- From: Ville Skytta <ville@hutz.w3.org>
- Date: Wed, 07 Apr 2004 22:08:36 +0000
- To: www-validator-cvs@w3.org
Update of /sources/public/perl/modules/W3C/LinkChecker/bin
In directory hutz:/tmp/cvs-serv4272/bin
Modified Files:
checklink
Log Message:
Initial (partial) implementation for support for robots exclusion standard.
The UI still needs some work: the results view should be fixed and some
new configuration options (admin address, minimum delay) should be added.
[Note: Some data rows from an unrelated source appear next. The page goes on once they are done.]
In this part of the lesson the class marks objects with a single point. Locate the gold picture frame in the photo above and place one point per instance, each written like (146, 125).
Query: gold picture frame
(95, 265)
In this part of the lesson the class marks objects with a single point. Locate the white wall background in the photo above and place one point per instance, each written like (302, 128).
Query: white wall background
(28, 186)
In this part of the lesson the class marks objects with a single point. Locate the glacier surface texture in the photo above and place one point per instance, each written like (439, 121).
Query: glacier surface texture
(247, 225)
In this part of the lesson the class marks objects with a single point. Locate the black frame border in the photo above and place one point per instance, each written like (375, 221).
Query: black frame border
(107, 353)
As a side effect, we now require libwww-perl >= 5.60.
Index: checklink
===================================================================
RCS file: /sources/public/perl/modules/W3C/LinkChecker/bin/checklink,v
retrieving revision 3.23
retrieving revision 3.24
diff -u -d -r3.23 -r3.24
--- checklink 4 Apr 2004 16:13:39 -0000 3.23
+++ checklink 7 Apr 2004 22:08:34 -0000 3.24
@@ -33,10 +33,30 @@
package W3C::UserAgent;
-use LWP::UserAgent qw();
+use LWP::RobotUA qw();
# @@@ Needs also W3C::LinkChecker but can't use() it here.
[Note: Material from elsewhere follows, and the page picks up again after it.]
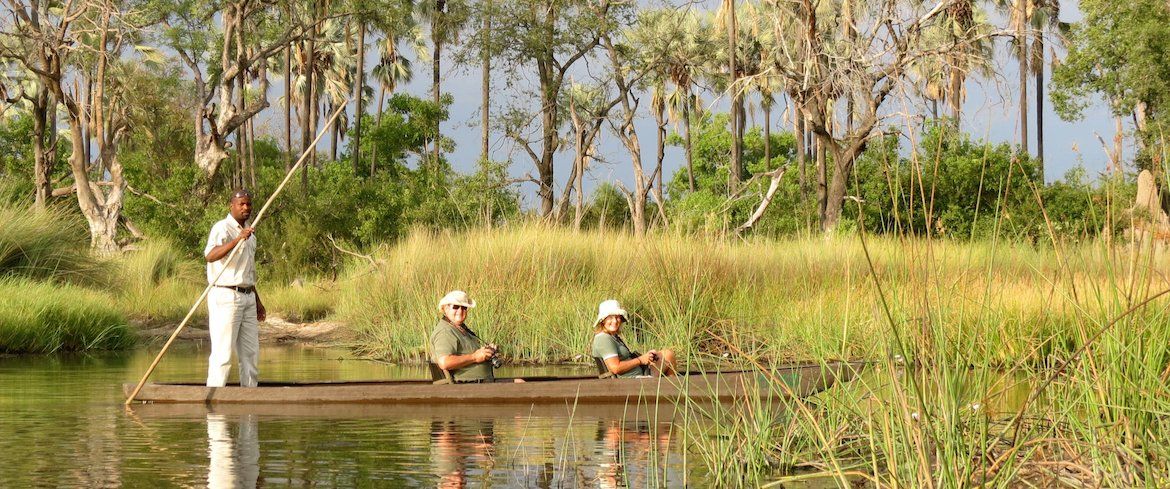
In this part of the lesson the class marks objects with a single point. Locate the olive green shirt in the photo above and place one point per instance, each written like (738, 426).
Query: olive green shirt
(448, 339)
(606, 346)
-@W3C::UserAgent::ISA = qw(LWP::UserAgent);
+@W3C::UserAgent::ISA = qw(LWP::RobotUA);
+
+sub new
+{
+ my $proto = shift;
+ my $class = ref($proto) || $proto;
+ my ($name, $from, $rules) = @_;
+
+ # For security/privacy reasons, if $from was not given, do not send it.
+ # Cheat by defining something for the constructor, and resetting it later.
+ my $from_ok = $from;
+ $from ||= 'www-validator@w3.org';
+ # WWW::RobotRules <= 5.78 have bugs which cause suboptimal results with
+ # User-Agent substring matching against robots.txt files; "User-Agent: *"
+ # should work ok with all though, and "User-Agent: W3C-checklink" for >= 5.77
+ my $self = $class->SUPER::new($name, $from, $rules);
+ $self->from(undef) unless $from_ok;
+
+ $self->env_proxy();
+ return $self;
+}
sub simple_request
{
@@ -68,7 +88,7 @@
package W3C::LinkChecker;
-use vars qw($PROGRAM $AGENT $VERSION $CVS_VERSION $REVISION
+use vars qw($AGENT $PACKAGE $PROGRAM $VERSION $REVISION
$DocType $Accept $ContentTypes %Cfg);
use HTML::Entities qw();
@@ -89,12 +109,14 @@
BEGIN
{
# Version info
- $PROGRAM = 'W3C checklink';
- ($AGENT = $PROGRAM) =~ s/\s+/-/g;
- $VERSION = '3.9.2';
- ($CVS_VERSION) = q$Revision$ =~ /(\d+[\d\.]*\.\d+)/;
+ $PACKAGE = 'W3C Link Checker';
+ $PROGRAM = 'W3C-checklink';
+ $VERSION = '3.9.3-dev';
+ my ($cvsver) = q$Revision$ =~ /(\d+[\d\.]*\.\d+)/;
$REVISION = sprintf('version %s [%s] (c) 1999-2004 W3C',
- $VERSION, $CVS_VERSION);
+ $VERSION, $cvsver);
+ $AGENT = sprintf('%s/%s [%s] %s',
+ $PROGRAM, $VERSION, $cvsver,LWP::RobotUA->_agent());
# Pull in mod_perl modules if applicable.
if ($ENV{MOD_PERL}) {
@@ -223,7 +245,7 @@
my $first = 1;
foreach my $uri (@ARGV) {
if (!$Opts{Summary_Only}) {
- printf("%s %s\n", $PROGRAM, $REVISION) unless $Opts{HTML};
+ printf("%s %s\n", $PACKAGE, $REVISION) unless $Opts{HTML};
} else {
$Opts{Verbose} = 0;
$Opts{Progress} = 0;
@@ -265,7 +287,7 @@
}
# Override undefined values from the cookie, if we got one.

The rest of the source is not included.